Facebook’s About-Face

Facebook’s About-Face

An inside look at how Facebook is battling everyone from Google to Elizabeth Warren while trying to protect its core business.
March 14, 2019

Mark Zuckerberg wants to talk about how Facebook is changing.

It is early February, and the 34-year-old CEO sits on a couch in his glass-walled conference room in Facebook’s newest complex, a Frank Gehry–designed structure that features a 3.6-acre rooftop garden and 40-foot redwoods. Zuckerberg summarizes Facebook’s changes around “four big categories that we’ve focused on,” all with the subtext of the immense criticism his company has faced over more than two incredibly difficult years. One category, he says, is “content governance, helping to balance free expression and safety.” He continues, “Another is principles around data privacy and, in a world where everyone is sharing a lot of information, what are the right ways to go about protecting that and giving people control.” Zuckerberg’s last two categories are “digital health and well-being,” a nod to device proliferation and screen-time overload, and “election integrity and preventing interference.”

The talking points amount to Zuckerberg’s apology tour for all the damage Facebook has wrought. On the way to building an empire worth half-a-trillion dollars, he and his company have connected friends old and new, sure, but they have also inadvertently found themselves in the middle of controversies from hate speech to data breaches. Zuckerberg wants to show that he gets it. Facebook, he says, “is moving from a reactive model of how we’re handling this stuff to one where we are building systems to get out ahead.”

A month later it becomes apparent that Zuckerberg has been rehearsing his lines, the tech-mogul equivalent of a comedian trying out material at open-mic night. In a much-heralded post on Facebook in early March, Zuckerberg announced his company would build new privacy-friendly messaging products, moving from a “town square” approach to one more akin to a living room conversation. “People should have simple, intimate places where they have clear control over who can communicate with them and confidence that no one else can access what they share,” he wrote. In other words, they should have a place to communicate that is nothing like Facebook.
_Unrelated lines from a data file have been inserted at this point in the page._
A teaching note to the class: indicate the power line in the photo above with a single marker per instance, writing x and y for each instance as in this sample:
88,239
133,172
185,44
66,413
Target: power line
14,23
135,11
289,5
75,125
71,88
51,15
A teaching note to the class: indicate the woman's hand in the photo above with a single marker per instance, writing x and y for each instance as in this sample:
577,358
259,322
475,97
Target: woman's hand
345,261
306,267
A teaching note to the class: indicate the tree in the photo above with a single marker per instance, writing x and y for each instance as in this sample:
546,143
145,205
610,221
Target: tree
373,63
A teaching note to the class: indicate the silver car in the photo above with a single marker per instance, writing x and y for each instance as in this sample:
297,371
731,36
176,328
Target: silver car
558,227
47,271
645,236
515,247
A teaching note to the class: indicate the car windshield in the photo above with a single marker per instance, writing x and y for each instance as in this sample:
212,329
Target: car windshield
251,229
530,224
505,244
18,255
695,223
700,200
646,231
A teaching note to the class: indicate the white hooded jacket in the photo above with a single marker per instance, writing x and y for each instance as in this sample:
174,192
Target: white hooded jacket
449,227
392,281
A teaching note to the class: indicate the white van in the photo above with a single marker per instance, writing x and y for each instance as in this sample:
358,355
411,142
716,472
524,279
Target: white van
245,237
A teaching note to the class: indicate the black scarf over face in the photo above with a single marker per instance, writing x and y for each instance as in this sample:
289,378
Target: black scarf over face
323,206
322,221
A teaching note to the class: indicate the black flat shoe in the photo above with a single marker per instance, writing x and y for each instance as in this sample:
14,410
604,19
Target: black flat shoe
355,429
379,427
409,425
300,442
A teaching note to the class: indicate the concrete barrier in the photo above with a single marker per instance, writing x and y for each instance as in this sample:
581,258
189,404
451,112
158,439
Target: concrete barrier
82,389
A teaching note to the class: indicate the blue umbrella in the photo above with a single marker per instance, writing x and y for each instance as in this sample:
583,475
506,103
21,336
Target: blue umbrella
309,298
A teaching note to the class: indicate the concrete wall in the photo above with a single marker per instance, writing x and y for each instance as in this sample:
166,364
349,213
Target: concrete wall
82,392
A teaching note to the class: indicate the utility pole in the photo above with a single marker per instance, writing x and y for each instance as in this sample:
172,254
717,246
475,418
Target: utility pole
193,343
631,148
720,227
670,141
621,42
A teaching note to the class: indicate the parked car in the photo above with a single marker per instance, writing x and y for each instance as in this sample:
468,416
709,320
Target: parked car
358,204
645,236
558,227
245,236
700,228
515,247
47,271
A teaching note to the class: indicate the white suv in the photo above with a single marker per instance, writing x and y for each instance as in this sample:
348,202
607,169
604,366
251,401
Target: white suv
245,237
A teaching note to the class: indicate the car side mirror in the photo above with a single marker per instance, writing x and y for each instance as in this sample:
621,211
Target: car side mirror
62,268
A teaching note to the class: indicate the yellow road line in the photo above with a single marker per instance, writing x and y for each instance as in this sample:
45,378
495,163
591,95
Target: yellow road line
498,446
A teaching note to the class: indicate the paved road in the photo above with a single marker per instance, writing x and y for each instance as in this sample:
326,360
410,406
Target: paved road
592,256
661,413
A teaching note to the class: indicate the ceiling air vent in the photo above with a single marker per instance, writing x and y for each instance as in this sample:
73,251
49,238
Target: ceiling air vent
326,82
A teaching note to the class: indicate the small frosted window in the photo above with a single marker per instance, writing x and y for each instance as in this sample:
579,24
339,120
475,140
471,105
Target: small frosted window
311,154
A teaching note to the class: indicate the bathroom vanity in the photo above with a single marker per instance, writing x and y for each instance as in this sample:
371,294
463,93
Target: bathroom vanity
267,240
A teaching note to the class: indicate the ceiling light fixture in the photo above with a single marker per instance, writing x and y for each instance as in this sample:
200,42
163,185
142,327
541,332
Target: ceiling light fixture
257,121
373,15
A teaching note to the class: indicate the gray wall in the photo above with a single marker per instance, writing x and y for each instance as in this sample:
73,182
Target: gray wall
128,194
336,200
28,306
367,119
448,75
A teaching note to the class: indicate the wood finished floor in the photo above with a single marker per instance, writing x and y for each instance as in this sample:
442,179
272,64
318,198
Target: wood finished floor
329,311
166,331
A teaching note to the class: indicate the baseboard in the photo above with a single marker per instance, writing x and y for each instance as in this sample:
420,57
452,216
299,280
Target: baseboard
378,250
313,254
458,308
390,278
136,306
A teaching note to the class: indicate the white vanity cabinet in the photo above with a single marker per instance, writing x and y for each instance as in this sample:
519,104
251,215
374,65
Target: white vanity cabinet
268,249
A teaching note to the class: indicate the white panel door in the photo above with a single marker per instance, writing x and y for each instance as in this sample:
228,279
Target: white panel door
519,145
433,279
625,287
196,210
Change is a complicated topic for Facebook. On the one hand, it certainly is doing a ton to address its problems, like hiring tens of thousands of workers to police its content. Yet on the other hand, for the foreseeable future, Facebook will remain exactly what it has been over the past decade-plus of its meteoric rise: a publishing platform that gathers data on its 2.3 billion users for the benefit of its marketer customers, who helped Facebook record $56 billion in revenues last year. Facebook may be changing, but it aims to preserve what it’s got until it figures out a way to replace the business too much change would jeopardize.

Photo Illustration by Matthieu Bourel; Original Photographs by Frederic Legrand—Comeo/Shutterstock; Marlene Awaad—Bloomberg via Getty Images

Facebook’s fiddling with its business model is also more pressing than many realize—and not merely a response to the scrutiny the company faces. Facebook’s core business is slowing dramatically, even as a combination of potentially hamstringing regulation and rejuvenated competition looms. Its flagship product, widely known as Facebook Blue, is losing popularity, especially among younger audiences. And user growth has slowed in the rich countries where the company makes the bulk of its money. Sure, Facebook’s 2018 revenues grew at a torrid pace for a company its size, gaining 37%. But that reflects a rapidly declining growth rate, from 54% in 2016 and 47% in 2017. Wall Street projects continued deceleration, to 23% this year and 21% in 2020, according to S&P Global.

Zuckerberg, without commenting directly on the deceleration in Facebook’s revenue growth, says he aims to chart a dual course, one that protects Facebook’s current offerings and another that finds new ways to make money, through services like payments and e-commerce. “We are trying to build services that everyone can use,” he says, adding that the best way to do this is to keep them “affordable and ideally free” and thus funded by advertising, Facebook’s existing business. Asked how his new interest in privacy and smaller-group communication will become a business, he is tough to pin down, either because he doesn’t yet know or isn’t ready to say. (His March manifesto is no more specific.) Users, he says, “want to and rightfully should be able to understand how their information is used and have control,” and Facebook will build them products to give them that control. Says Zuckerberg: “We need to go do that.”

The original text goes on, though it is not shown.